Situazioni analoghe si verificano per gli intercettori Pac-3 Mse impiegati nei sistemi Patriot, la cui produzione annuale si aggira intorno a 620 unità. Sebbene siano stati avviati nuovi impianti, l’incremento della produzione richiede tempi tecnici considerevoli.

Aumento della domanda globale di difesa

L’intensificazione dei conflitti internazionali ha portato a un incremento significativo della domanda globale di sistemi difensivi. In risposta a questa situazione, grandi aziende del settore stanno pianificando aumenti produttivi.

Tra le iniziative previste, la produzione degli intercettori Pac-3 dovrebbe raggiungere circa 2.000 unità annue, mentre quella dei sistemi Thaad potrebbe passare da 96 a circa 400 unità all’anno. Anche la produzione dei missili Tomahawk è destinata a crescere, con l’obiettivo di raggiungere quota 1.000 unità annuali.

Nonostante questi sforzi, la priorità verrà data alle esigenze interne, con conseguenti tempi di attesa più lunghi per altri Paesi che intendono acquistare armamenti avanzati.

Questo scenario apre opportunità anche per l’industria europea, che può contribuire alla fornitura di sistemi alternativi.

Opportunità industriali per l’Europa e l’Italia

L’aumento della domanda internazionale di sistemi di difesa crea nuove prospettive per le aziende europee. Un ruolo rilevante è svolto dal consorzio MBDA, che riunisce realtà industriali come Leonardo, Airbus e BAE Systems.

Negli ultimi anni, il consorzio ha dimostrato la capacità di ridurre significativamente i tempi di produzione, consegnando nuovi lotti di missili Aster destinati al sistema di difesa Samp/T.

Particolare attenzione è rivolta alla versione più recente del sistema, denominata Samp/T Ng, che utilizza il radar Kronos sviluppato da Leonardo. Questo sistema è in grado di rilevare obiettivi fino a una distanza di 350 chilometri, offrendo capacità avanzate di difesa aerea.

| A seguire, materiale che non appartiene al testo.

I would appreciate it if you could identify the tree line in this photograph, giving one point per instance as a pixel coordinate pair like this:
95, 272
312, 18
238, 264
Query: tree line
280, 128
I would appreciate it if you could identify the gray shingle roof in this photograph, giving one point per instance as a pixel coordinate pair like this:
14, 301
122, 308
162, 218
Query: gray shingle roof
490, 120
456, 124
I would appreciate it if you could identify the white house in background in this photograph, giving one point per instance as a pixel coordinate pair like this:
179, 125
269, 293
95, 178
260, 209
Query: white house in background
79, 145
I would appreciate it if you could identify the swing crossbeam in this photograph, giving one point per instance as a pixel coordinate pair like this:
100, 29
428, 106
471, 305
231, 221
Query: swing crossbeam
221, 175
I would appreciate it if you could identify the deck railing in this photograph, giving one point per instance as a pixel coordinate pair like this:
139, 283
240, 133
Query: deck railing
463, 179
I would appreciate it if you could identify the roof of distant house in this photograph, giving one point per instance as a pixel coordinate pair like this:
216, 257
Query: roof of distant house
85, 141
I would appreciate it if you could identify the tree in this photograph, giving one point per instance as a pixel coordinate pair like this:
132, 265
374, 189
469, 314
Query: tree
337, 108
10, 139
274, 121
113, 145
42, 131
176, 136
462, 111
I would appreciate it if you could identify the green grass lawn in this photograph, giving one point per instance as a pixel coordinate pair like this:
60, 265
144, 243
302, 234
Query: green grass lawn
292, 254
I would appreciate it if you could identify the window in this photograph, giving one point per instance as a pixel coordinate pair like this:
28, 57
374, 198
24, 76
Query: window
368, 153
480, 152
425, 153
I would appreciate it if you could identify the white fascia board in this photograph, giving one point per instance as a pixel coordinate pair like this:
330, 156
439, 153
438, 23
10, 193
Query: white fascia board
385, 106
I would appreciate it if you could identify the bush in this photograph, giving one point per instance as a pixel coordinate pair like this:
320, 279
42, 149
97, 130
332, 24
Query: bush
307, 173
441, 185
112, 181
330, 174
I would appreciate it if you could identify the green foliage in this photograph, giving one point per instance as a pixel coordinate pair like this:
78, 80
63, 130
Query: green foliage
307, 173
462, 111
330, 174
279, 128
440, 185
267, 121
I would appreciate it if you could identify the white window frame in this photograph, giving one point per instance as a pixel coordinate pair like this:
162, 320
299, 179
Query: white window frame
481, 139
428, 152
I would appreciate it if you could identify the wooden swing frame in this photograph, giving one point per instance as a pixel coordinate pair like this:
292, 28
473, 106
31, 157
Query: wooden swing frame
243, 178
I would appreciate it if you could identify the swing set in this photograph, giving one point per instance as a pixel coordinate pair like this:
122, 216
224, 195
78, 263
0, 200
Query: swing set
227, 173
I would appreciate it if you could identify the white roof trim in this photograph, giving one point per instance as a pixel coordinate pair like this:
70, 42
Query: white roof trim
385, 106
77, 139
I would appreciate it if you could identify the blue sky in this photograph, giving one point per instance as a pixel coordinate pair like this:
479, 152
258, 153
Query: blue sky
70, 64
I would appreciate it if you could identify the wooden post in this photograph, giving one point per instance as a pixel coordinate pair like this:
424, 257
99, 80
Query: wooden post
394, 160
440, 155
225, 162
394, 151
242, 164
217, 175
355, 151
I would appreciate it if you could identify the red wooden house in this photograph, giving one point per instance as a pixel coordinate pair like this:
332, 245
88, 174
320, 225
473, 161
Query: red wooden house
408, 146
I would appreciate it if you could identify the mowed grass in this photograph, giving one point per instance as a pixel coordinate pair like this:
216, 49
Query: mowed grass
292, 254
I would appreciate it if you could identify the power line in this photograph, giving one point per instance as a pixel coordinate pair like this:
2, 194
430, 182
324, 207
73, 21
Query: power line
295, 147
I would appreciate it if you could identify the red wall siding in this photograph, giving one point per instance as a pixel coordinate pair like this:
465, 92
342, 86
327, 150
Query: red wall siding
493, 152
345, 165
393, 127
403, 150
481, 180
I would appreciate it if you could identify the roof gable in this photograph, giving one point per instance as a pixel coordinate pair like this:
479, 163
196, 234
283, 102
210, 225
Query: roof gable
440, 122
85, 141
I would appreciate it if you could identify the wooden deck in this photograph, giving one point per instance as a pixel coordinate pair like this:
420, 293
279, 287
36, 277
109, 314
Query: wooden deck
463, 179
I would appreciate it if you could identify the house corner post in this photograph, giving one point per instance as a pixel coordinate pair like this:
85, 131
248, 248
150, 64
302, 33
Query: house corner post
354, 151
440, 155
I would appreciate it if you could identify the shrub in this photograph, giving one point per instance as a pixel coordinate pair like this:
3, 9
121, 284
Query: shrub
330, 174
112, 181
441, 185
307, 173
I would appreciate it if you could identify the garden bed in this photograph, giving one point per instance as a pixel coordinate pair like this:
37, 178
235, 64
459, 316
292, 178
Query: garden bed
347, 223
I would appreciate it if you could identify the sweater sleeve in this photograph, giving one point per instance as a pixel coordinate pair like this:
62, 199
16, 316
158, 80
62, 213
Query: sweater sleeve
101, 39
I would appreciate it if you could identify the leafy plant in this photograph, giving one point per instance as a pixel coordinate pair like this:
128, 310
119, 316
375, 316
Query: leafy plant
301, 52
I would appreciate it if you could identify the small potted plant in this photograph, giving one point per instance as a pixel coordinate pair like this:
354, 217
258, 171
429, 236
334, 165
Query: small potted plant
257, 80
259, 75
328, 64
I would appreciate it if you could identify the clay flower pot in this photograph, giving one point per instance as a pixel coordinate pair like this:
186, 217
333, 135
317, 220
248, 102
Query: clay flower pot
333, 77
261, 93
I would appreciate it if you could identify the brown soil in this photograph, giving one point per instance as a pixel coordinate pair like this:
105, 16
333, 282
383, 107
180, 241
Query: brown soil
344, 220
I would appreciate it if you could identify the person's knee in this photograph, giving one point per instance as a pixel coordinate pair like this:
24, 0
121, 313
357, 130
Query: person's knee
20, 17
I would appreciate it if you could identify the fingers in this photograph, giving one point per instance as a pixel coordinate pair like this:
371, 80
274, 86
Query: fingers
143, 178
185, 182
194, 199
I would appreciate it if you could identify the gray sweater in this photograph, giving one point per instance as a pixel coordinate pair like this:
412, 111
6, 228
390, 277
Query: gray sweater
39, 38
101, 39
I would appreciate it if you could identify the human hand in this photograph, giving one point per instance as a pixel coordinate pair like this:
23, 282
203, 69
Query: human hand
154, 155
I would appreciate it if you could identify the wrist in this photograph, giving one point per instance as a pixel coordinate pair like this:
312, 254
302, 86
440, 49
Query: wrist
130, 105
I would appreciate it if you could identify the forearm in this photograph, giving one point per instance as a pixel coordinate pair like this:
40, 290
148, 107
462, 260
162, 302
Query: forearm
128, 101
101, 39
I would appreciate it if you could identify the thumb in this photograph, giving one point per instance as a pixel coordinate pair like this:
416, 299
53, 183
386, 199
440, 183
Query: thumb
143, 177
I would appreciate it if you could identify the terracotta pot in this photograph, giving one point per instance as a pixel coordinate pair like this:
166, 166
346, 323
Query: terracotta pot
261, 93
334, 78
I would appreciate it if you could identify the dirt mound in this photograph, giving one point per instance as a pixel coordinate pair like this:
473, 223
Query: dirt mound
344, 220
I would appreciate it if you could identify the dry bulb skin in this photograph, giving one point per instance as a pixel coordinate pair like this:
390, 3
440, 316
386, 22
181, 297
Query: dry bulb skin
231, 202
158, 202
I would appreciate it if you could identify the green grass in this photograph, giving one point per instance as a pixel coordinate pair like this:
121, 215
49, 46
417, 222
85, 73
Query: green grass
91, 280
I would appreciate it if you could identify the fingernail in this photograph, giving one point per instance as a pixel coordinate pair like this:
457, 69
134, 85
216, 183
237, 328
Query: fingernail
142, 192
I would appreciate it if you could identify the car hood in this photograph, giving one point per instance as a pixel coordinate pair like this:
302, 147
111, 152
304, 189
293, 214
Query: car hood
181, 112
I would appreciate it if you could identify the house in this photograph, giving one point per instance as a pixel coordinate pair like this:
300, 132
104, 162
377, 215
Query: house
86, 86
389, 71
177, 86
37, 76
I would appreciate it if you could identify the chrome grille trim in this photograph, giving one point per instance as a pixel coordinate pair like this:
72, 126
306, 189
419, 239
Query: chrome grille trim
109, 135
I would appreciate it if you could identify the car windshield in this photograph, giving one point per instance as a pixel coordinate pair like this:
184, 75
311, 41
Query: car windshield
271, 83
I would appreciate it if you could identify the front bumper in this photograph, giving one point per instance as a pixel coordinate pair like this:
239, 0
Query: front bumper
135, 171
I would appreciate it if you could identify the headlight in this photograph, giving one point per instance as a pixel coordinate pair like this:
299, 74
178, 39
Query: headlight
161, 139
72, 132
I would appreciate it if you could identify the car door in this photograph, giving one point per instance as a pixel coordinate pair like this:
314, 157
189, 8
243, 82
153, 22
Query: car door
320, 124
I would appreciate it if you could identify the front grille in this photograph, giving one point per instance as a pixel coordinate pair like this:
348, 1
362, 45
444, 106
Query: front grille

Inoltre, il progetto Michelangelo Dome, presentato nel 2025, rappresenta un ulteriore passo verso sistemi integrati di protezione multidominio. La combinazione di queste tecnologie potrebbe rafforzare il ruolo dell’industria italiana nel contesto internazionale.

L’elevata richiesta globale di sistemi difensivi, unita alla necessità di ricostituire rapidamente le scorte, indica che il settore della difesa continuerà a rappresentare un ambito strategico per le economie nazionali.